Mr. Hart: Loftus Road was formed in 1996 as a vehicle to purchase Queens Park Rangers Football Club and what is now London Wasps Rugby Club. It bought both companies simultaneously in August 1996. It then floated on the Alternative Investment Market in October/November 1996, comprising a placing and public offer.
TWST: What's happening in the market for you? What's the business
climate?
Mr. Hart: The general sporting business climate is very difficult. There
are certain clubs whose customer base and success on the field allows
them to make significant operating profits, but there are very few of
those. Most other sporting clubs really try to balance with spending as
much as they can to improve their performance on the pitch within
available resources, with a view that if the teams get better then they
can ascend the leagues and therefore achieve greater rewards - certainly
this is on football, not so much on rugby. And to a certain extent it's
a chasing the tail argument, because the higher you go, the more it's
perceived that you need to spend to maintain your position in the higher
echelons. I think that the business climate itself has got two things
going on: the first thing on the income side is the way that television
and Internet are moving, and in particular the value of the club's
broadband TV rights in the future, because I think that ultimately one
will be able to see any QPR home match via a mobile phone, television or
Internet, whilst paying a subscription for it. Obviously that opens up
the marketplace world-wide and provides significant direct income
opportunities and additional back spin-off opportunities in terms of
merchandise. Some Premier League clubs already have their own TV
stations anyway. I think the key is for us and any club to understand
its rights and make sure they are not sold off as part of any collective
bargaining. The other things affecting the business climate is the
reduction in the football transfer market, following the Bosman ruling.

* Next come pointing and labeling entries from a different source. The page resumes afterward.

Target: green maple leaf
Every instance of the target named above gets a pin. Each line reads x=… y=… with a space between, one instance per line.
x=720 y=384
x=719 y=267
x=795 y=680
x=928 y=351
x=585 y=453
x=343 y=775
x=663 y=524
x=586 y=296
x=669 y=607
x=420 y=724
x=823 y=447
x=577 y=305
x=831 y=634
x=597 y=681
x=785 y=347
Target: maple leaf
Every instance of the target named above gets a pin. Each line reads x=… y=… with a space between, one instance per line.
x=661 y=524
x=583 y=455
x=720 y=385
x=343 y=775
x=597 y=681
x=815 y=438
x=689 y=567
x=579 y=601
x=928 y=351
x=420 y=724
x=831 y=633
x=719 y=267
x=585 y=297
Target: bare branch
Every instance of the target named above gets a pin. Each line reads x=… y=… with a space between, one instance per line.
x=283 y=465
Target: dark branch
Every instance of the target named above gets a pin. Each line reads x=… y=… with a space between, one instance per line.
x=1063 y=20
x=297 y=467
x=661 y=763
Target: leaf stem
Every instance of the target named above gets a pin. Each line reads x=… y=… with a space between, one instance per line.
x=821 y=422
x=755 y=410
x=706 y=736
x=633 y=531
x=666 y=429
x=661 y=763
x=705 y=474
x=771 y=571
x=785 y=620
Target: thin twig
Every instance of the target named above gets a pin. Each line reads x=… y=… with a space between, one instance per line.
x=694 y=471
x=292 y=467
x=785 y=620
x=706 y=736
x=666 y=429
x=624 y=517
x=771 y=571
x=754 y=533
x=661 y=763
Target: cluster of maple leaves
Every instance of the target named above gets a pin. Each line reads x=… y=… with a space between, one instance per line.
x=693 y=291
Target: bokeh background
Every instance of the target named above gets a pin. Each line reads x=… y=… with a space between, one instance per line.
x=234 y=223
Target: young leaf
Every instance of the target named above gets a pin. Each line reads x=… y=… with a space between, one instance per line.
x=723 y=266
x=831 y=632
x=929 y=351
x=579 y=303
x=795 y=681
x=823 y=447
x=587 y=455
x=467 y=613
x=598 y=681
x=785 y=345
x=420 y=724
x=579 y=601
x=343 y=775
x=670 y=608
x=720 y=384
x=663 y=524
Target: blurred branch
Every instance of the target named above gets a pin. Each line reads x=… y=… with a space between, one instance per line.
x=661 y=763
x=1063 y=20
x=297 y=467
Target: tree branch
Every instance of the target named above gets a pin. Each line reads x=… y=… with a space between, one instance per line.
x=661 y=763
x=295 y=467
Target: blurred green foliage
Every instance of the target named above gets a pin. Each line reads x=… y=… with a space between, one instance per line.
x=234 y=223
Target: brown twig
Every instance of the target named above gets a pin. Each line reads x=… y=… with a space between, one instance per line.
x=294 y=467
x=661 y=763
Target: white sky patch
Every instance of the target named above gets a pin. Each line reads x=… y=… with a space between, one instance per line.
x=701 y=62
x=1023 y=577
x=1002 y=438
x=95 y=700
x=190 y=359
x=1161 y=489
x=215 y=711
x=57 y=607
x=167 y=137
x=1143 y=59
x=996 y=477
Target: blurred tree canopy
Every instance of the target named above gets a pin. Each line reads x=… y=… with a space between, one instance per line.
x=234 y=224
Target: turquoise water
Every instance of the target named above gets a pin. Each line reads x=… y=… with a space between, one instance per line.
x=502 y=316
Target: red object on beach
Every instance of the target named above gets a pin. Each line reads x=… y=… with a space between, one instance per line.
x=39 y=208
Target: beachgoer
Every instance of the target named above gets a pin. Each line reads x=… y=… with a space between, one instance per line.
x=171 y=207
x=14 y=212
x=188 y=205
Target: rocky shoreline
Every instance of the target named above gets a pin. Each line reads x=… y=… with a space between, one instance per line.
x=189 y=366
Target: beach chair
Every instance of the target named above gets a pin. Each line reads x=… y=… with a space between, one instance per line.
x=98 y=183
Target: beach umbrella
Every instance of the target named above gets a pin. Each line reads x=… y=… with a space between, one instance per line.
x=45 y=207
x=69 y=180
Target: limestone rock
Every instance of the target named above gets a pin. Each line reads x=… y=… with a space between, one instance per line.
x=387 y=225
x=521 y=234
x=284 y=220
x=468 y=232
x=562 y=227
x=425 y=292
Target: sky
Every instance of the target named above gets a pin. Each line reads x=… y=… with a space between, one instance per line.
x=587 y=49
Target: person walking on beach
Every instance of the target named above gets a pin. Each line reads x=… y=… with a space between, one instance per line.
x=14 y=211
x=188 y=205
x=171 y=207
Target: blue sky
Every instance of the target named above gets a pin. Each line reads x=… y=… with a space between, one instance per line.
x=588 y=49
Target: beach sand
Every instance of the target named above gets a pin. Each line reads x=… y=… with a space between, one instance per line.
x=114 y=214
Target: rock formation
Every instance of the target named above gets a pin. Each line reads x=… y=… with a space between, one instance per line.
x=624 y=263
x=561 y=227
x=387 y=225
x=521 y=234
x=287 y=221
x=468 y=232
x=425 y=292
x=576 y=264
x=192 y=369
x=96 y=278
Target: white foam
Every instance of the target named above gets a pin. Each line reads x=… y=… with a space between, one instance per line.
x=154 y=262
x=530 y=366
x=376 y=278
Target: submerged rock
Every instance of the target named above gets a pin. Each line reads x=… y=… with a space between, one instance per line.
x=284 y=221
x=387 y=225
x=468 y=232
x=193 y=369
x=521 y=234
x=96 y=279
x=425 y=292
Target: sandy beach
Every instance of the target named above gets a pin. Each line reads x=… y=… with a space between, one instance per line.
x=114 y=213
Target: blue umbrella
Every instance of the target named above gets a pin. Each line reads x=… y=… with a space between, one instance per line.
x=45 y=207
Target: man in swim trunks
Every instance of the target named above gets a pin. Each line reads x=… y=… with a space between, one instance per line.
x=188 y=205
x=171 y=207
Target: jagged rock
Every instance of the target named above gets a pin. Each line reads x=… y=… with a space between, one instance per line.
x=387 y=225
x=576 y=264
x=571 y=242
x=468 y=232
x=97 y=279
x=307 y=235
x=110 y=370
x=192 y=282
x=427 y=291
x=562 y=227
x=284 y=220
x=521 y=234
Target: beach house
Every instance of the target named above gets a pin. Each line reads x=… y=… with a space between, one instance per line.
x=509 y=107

A great many clubs previously survived by making operating losses but
selling their better players every one to two years. They were allowed
to do this because pre-Bosman, a club would retain a player's
registration even if he wasn't contracted to them, and he could not go
and play for anyone else without there being a fee involved. Post-
Bosman, when a player reaches the end of his contract he's a free agent,
rather like it works in the States; and what that has done is,
initially, given the players a great deal of power to realise their
value at the end of a contract as a free agent been paid. The players
have looked at that as a way that there can be a substitution, to a
certain extent, of transfer fee into wages. Now, that's certainly true
for top players; it's less true for the lower down players. I think
certain players have got to the end of their contract and have gone out
trying to look for vastly improved contracts and they've not been
successful. The other thing with the transfer market has meant the
opening up of Europe to free agents coming over. So generally, there are
fewer transfers now than there were previously, because there's more of
a marketplace for clubs to seek their players. It has just made it more
difficult to sell players. The other thing in the business climate is
the slow realisation amongst the football clubs that with the reduction
in transfer activity, they need to be far more rational in terms of
their operating business and the losses that they can sustain, in terms
of what they can afford to pay in wages, and in terms of maximising
every form of income that they can generate from their facilities.
Recently reported administrative receiverships of clubs like Swindon,
Crystal Palace and certain other clubs, show that a lot of clubs are
over-extended. So far, rich backers have come in to bail these clubs
out. I believe that there are only so many rich backers, and the extent
of bailing them out may change in the future.